Re: [PATCH v4 1/2] x86/unwind: add ORC unwinder

From: Juergen Gross
Date: Thu Sep 28 2017 - 12:26:34 EST


On 28/09/17 15:55, Josh Poimboeuf wrote:
> On Thu, Sep 28, 2017 at 08:03:26AM +0200, Juergen Gross wrote:
>> On 27/09/17 23:08, Josh Poimboeuf wrote:
>>> On Tue, Aug 08, 2017 at 01:09:08PM -0700, Andy Lutomirski wrote:
>>>> On Tue, Aug 8, 2017 at 12:13 PM, Josh Poimboeuf <jpoimboe@xxxxxxxxxx> wrote:
>>>>> On Tue, Aug 08, 2017 at 12:03:51PM -0700, Linus Torvalds wrote:
>>>>>> On Tue, Aug 8, 2017 at 11:58 AM, Josh Poimboeuf <jpoimboe@xxxxxxxxxx> wrote:
>>>>>>>
>>>>>>> Take for example the lock_is_held_type() function. In vmlinux, it has
>>>>>>> the following instruction:
>>>>>>>
>>>>>>> callq *0xffffffff85a94880 (pv_irq_ops.save_fl)
>>>>>>>
>>>>>>> At runtime, that instruction is patched and replaced with a fast inline
>>>>>>> version of arch_local_save_flags() which eliminates the call:
>>>>>>>
>>>>>>> pushfq
>>>>>>> pop %rax
>>>>>>>
>>>>>>> The problem is when an interrupt hits after the push:
>>>>>>>
>>>>>>> pushfq
>>>>>>> --- irq ---
>>>>>>> pop %rax
>>>>>>
>>>>>> That should actually be something easily fixable, for an odd reason:
>>>>>> the instruction boundaries are different.
>>>>>>
>>>>>>> I'm not sure what the solution should be.

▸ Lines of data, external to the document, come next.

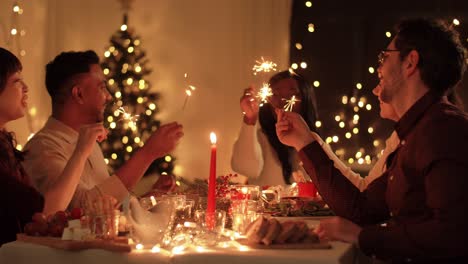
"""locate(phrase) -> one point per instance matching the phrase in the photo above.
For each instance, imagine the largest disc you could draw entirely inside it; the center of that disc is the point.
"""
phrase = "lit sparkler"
(131, 119)
(264, 66)
(264, 93)
(288, 107)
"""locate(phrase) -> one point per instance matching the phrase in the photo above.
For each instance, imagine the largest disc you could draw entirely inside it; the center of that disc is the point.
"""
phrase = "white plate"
(311, 221)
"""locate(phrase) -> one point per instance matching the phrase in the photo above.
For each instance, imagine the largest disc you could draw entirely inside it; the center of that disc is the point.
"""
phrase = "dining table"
(20, 252)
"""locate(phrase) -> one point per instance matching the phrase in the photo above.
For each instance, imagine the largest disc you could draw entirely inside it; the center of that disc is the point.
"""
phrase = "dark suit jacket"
(423, 196)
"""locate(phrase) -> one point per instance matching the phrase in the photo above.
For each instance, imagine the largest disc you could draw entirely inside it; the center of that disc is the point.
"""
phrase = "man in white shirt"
(79, 95)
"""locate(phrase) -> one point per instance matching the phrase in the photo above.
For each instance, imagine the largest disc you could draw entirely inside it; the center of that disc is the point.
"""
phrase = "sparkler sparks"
(288, 107)
(131, 119)
(263, 66)
(264, 93)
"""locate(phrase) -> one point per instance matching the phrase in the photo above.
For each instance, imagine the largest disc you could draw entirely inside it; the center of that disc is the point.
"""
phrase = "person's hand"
(165, 183)
(163, 140)
(249, 106)
(338, 228)
(88, 135)
(292, 130)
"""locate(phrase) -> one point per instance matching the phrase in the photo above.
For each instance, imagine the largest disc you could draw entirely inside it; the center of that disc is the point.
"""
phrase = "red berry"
(61, 217)
(76, 213)
(39, 218)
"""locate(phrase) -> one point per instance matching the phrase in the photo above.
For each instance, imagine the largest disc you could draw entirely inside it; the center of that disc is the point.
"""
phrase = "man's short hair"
(61, 72)
(441, 54)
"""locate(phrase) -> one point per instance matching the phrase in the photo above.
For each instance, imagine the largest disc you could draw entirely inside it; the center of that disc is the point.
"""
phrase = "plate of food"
(269, 233)
(295, 206)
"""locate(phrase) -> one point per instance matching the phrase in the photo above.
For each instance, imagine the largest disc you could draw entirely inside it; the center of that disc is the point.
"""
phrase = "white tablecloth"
(20, 252)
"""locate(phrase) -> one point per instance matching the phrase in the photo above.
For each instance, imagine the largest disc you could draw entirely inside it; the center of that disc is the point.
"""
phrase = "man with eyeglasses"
(422, 197)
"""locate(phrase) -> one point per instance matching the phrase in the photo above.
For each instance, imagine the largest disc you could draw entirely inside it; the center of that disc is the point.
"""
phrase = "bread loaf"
(257, 230)
(288, 228)
(274, 229)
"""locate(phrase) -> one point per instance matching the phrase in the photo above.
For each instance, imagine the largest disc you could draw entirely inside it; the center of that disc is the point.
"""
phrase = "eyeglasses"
(382, 55)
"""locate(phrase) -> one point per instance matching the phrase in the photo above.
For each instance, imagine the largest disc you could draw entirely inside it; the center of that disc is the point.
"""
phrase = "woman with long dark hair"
(19, 200)
(257, 153)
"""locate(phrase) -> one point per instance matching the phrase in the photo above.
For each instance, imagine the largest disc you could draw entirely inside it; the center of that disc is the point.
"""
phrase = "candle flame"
(213, 138)
(188, 91)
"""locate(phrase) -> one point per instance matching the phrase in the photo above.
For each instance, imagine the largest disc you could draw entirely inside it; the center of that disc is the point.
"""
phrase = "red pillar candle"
(211, 206)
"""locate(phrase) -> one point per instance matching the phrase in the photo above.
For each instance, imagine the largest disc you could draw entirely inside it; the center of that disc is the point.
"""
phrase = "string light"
(263, 66)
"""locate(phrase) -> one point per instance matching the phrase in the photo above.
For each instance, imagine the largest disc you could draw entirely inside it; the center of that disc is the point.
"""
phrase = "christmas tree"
(131, 119)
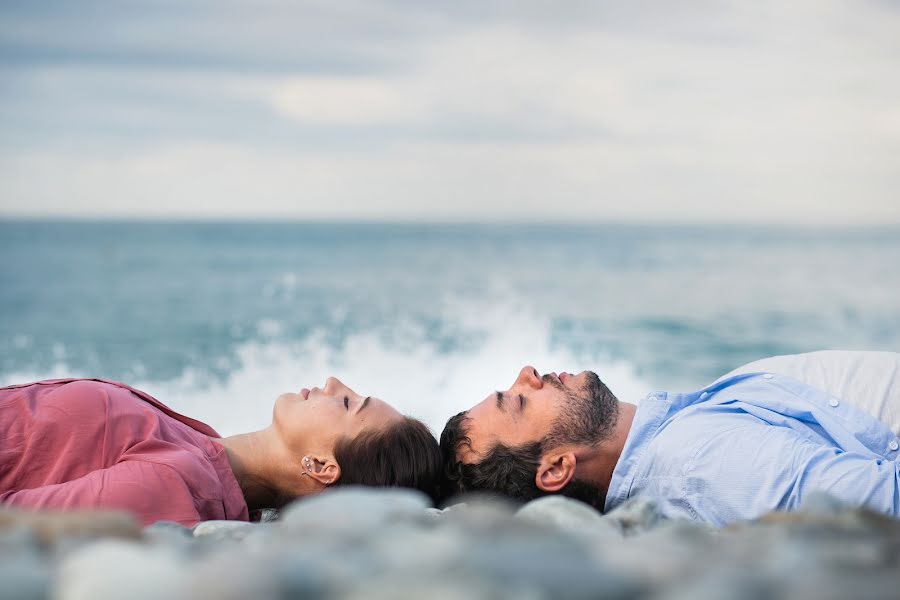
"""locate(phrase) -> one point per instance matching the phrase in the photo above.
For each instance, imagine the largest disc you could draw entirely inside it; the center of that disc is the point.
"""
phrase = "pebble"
(50, 528)
(355, 543)
(112, 569)
(354, 509)
(23, 578)
(222, 530)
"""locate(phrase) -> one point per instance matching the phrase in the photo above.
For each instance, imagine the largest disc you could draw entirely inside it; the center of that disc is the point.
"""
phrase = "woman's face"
(311, 422)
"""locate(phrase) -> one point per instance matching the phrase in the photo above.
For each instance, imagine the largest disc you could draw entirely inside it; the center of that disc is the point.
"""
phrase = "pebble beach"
(356, 543)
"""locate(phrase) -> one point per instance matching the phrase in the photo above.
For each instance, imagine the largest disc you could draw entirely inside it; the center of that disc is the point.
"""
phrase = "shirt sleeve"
(755, 469)
(150, 491)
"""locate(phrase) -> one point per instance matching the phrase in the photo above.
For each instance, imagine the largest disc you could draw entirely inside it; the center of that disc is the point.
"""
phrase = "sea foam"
(407, 368)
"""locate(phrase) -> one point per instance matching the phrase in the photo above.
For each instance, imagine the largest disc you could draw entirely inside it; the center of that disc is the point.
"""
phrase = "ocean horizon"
(216, 318)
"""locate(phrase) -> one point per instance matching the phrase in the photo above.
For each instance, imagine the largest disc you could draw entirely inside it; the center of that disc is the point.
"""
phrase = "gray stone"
(23, 578)
(393, 587)
(113, 569)
(556, 565)
(636, 515)
(355, 509)
(50, 528)
(221, 531)
(568, 515)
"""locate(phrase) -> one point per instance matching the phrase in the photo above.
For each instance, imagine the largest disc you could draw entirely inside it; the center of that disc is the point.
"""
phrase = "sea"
(216, 319)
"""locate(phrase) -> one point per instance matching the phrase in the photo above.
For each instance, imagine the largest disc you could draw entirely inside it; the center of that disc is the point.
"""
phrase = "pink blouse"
(88, 443)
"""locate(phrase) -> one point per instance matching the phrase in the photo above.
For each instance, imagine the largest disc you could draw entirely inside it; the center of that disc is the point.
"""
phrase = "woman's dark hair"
(405, 454)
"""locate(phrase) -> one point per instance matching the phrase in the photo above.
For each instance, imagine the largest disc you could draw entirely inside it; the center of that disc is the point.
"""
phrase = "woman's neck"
(253, 459)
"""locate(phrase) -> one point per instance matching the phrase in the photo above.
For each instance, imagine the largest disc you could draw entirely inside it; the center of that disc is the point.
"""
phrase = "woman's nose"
(333, 385)
(530, 377)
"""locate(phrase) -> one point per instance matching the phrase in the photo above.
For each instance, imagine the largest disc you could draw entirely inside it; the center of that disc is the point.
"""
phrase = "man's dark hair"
(404, 454)
(511, 471)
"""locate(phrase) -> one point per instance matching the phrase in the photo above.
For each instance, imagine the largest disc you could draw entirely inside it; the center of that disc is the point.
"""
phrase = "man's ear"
(555, 471)
(323, 469)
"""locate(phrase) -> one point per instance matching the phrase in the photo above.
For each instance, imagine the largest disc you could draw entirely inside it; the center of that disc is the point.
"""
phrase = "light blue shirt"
(754, 443)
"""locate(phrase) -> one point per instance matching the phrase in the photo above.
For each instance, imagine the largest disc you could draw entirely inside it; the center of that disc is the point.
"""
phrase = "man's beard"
(588, 418)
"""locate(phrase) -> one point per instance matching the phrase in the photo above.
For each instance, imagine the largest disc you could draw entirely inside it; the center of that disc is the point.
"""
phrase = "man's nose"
(529, 376)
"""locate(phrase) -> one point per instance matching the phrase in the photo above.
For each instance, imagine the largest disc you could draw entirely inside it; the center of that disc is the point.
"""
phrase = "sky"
(697, 111)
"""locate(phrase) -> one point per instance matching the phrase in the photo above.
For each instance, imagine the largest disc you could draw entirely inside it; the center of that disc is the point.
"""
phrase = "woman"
(89, 443)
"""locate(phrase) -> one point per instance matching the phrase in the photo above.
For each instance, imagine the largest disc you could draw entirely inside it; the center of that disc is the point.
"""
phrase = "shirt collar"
(648, 417)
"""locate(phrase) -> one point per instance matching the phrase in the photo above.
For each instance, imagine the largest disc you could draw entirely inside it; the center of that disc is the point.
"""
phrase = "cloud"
(700, 111)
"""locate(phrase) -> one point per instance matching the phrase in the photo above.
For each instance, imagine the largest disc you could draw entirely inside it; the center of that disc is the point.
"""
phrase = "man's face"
(529, 411)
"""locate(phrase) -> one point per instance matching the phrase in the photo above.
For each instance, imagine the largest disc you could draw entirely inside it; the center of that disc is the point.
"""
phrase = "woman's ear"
(555, 472)
(323, 469)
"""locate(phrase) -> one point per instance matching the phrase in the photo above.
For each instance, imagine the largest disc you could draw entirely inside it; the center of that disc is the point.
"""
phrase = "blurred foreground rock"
(383, 544)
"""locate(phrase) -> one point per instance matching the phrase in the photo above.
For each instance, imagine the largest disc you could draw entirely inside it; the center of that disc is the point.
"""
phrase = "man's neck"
(597, 464)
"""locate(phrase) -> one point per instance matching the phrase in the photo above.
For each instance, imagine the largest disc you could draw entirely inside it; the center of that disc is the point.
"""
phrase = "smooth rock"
(115, 569)
(24, 578)
(53, 527)
(568, 515)
(636, 515)
(557, 565)
(354, 509)
(222, 530)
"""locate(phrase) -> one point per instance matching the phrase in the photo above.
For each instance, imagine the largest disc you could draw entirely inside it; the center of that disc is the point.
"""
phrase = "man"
(748, 444)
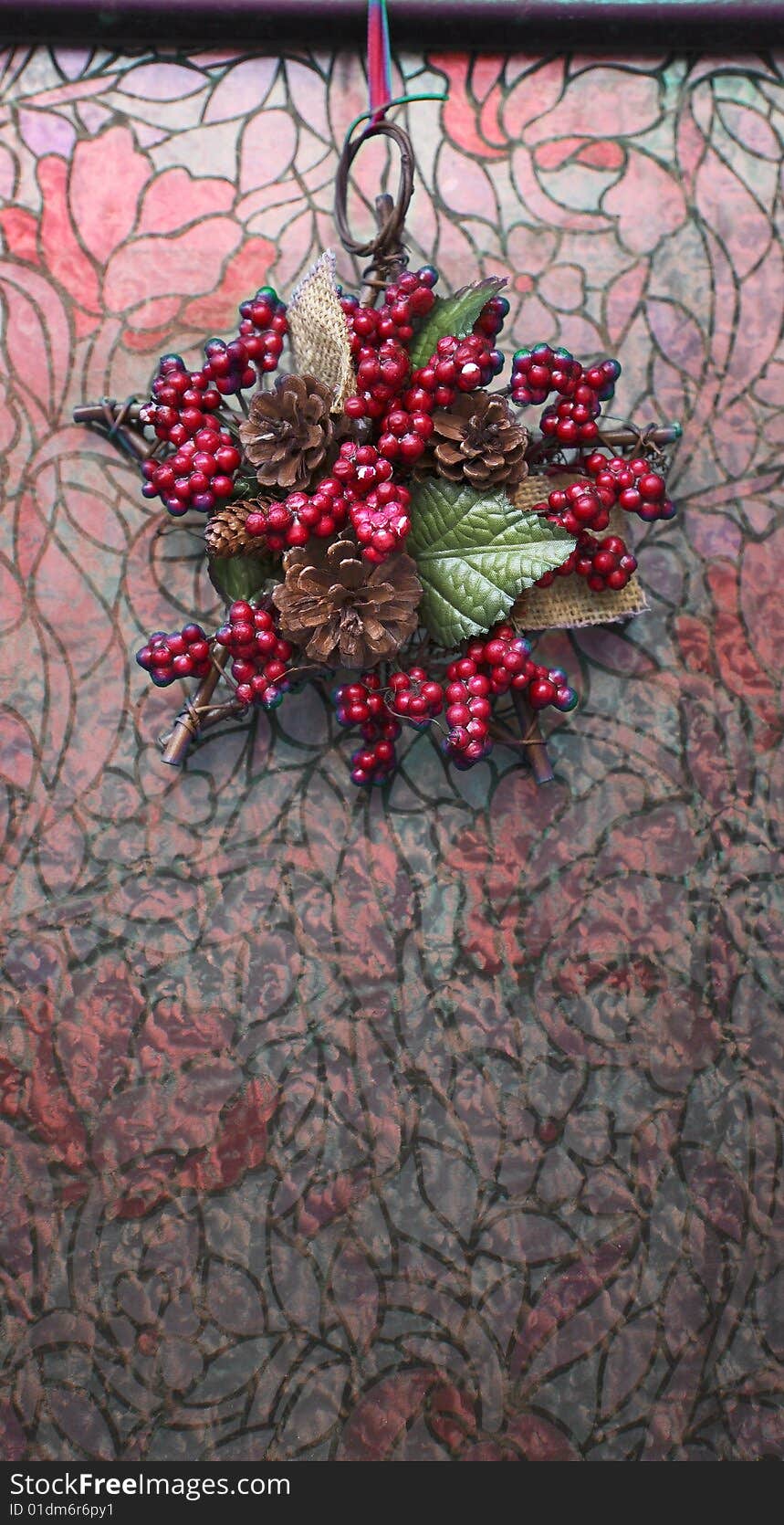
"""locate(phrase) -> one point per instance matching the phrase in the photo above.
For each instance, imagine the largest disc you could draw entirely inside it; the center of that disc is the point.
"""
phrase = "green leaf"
(240, 577)
(475, 552)
(452, 314)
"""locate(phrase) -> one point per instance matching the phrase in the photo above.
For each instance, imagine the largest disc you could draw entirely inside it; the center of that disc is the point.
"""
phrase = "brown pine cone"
(477, 441)
(288, 432)
(343, 610)
(226, 536)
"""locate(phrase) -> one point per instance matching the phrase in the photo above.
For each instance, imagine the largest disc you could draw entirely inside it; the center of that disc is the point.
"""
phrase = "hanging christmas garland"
(380, 508)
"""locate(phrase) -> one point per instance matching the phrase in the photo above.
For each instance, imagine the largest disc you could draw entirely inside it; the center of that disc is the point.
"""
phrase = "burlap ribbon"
(319, 332)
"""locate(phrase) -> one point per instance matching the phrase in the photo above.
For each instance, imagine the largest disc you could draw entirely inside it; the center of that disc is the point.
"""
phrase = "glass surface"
(438, 1122)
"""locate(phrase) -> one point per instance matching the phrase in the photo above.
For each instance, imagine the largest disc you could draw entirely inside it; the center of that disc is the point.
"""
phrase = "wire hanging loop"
(386, 250)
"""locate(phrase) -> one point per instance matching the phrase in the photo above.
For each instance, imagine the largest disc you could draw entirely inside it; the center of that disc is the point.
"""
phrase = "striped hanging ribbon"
(379, 59)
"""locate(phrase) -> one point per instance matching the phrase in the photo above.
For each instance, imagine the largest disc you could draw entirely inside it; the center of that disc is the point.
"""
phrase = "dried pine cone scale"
(226, 534)
(477, 439)
(288, 432)
(343, 612)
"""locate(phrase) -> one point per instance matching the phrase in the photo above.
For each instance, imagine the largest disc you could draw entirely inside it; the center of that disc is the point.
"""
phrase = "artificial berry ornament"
(384, 503)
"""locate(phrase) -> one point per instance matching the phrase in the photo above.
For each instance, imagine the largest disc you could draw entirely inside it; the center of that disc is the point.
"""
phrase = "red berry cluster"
(579, 507)
(507, 660)
(468, 710)
(185, 653)
(363, 705)
(572, 421)
(382, 521)
(415, 698)
(380, 375)
(197, 475)
(490, 667)
(263, 328)
(458, 364)
(607, 564)
(580, 391)
(633, 485)
(374, 762)
(408, 298)
(259, 655)
(301, 516)
(361, 468)
(540, 371)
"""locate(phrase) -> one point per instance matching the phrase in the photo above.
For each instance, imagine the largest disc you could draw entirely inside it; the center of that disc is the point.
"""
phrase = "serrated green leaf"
(238, 577)
(452, 314)
(475, 552)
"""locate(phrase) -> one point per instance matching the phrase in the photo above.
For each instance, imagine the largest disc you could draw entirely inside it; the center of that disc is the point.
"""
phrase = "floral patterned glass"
(438, 1122)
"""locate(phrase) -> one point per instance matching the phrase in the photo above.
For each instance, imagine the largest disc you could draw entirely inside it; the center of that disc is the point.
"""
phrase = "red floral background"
(441, 1122)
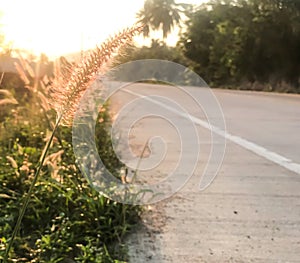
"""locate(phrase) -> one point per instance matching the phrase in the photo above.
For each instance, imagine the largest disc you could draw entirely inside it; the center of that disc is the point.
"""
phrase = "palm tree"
(161, 14)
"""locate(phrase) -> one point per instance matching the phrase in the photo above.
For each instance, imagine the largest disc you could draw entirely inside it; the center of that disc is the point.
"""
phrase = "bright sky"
(58, 27)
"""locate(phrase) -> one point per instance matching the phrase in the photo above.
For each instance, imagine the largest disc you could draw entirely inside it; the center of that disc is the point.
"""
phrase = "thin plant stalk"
(139, 162)
(27, 198)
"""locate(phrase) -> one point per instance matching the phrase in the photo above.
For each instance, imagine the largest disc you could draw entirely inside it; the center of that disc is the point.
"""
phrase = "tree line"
(253, 44)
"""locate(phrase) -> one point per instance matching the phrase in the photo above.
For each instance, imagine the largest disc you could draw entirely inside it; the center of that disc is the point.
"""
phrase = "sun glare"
(59, 27)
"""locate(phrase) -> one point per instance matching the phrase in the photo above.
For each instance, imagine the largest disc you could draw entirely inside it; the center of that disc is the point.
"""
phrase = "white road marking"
(257, 149)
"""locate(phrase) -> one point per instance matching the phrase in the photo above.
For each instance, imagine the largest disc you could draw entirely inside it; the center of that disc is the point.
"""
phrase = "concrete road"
(251, 211)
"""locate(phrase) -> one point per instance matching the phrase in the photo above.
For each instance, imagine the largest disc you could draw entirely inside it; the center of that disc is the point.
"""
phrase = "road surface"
(251, 211)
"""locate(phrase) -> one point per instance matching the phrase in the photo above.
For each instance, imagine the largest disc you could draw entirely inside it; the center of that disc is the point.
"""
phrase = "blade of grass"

It will probably need to be
>>>>>>> one of the following:
>>>>>>>
>>>>>>> a) either don't allow runtime "alternative" patches to mess with the
>>>>>>> stack pointer (objtool could enforce this); or
>>>>>>>
>>>>>>> b) come up with some way to register such patches with the ORC
>>>>>>> unwinder at runtime.
>>>>>>
>>>>>> c) just add ORC data for the alternative statically and _unconditionally_.
>>>>>>
>>>>>> No runtime registration. Just an unconditional entry for the
>>>>>> particular IP that comes after the "pushfq". It cannot match the
>>>>>> "callq" instruction, since it would be in the middle of that
>>>>>> instruction.
>>>>>>
>>>>>> Basically, just do a "union" of the ORC data for all the alternatives.
>>>>>>
>>>>>> Now, objtool should still verify that the instruction pointers for
>>>>>> alternatives are unique - or that they share the same ORC unwinder
>>>>>> information if they are not.
>>>>>>
>>>>>> But in cases like this, when the instruction boundaires are different,
>>>>>> things should "just work", with no need for any special cases.
>>>>>>
>>>>>> Hmm?
>>>>>
>>>>> Yeah, that might work. Objtool already knows about alternatives, so it
>>>>> might not be too hard. I'll try it.
>>>>
>>>> But this one's not an actual alternative, right? It's a pv op.
>>>>
>>>> I would advocate that we make it an alternative after all. I frickin'
>>>> hate the PV irq ops. It would like roughly like this:
>>>>
>>>> ALTERNATIVE "pushfq; popq %rax", "callq *pv_irq_ops.save_fl",
>>>> X86_FEATURE_GODDAMN_PV_IRQ_OPS
>>>>
>>>> (The obvious syntax error and the naming should probably be fixed.
>>>> Also, this needs to live in an #ifdef because it needs to build on
>>>> kernels with pv support. It should also properly register itself as a
>>>> pv patch site.)
>>>
>>> I've got a prototype of the above working, where vmlinux shows:
>>>
>>> pushfq
>>> pop %rax
>>> nop
>>> nop
>>> nop
>>> nop
>>> nop
>>>
>>> instead of:
>>>
>>> callq *0xffffffff81e3a400 (pv_irq_ops.save_fl)
>>>
>>> Which is nice because the vmlinux disassembly now matches the most
>>> common runtime cases (everything except Xen and vsmp). And it also
>>> fixes the upthread objtool issue.
>>>
>>> The only slight issue with the patches is that hypervisors need access
>>> to the pv ops much earlier than when alternatives are applied. So I had
>>> to add a new .pv_alternatives section for these pv ops alternatives, so
>>> they can be patched very early, if running in a hypervisor.
>>>
>>> Will clean up the code and post something relatively soon.
>>>
>>
>> Are you combining alternatives and pvops then? I'm asking because in an
>> up and running system under Xen the callq *... will be replaced with a
>> much faster "call xen_save_fl". This should still be the case after
>> your patch.
>
> Right, it's not combining alternatives and pv ops, it's just adding
> another step. So first the
>
> pushfq; pop %rax
>
> is replaced with
>
> callq *pv_irq_ops.save_fl
>
> and then later, after the xen ops structs are finalized, it's replaced
> with
>
> callq xen_save_fl
>

Okay, thanks for confirming.


Juergen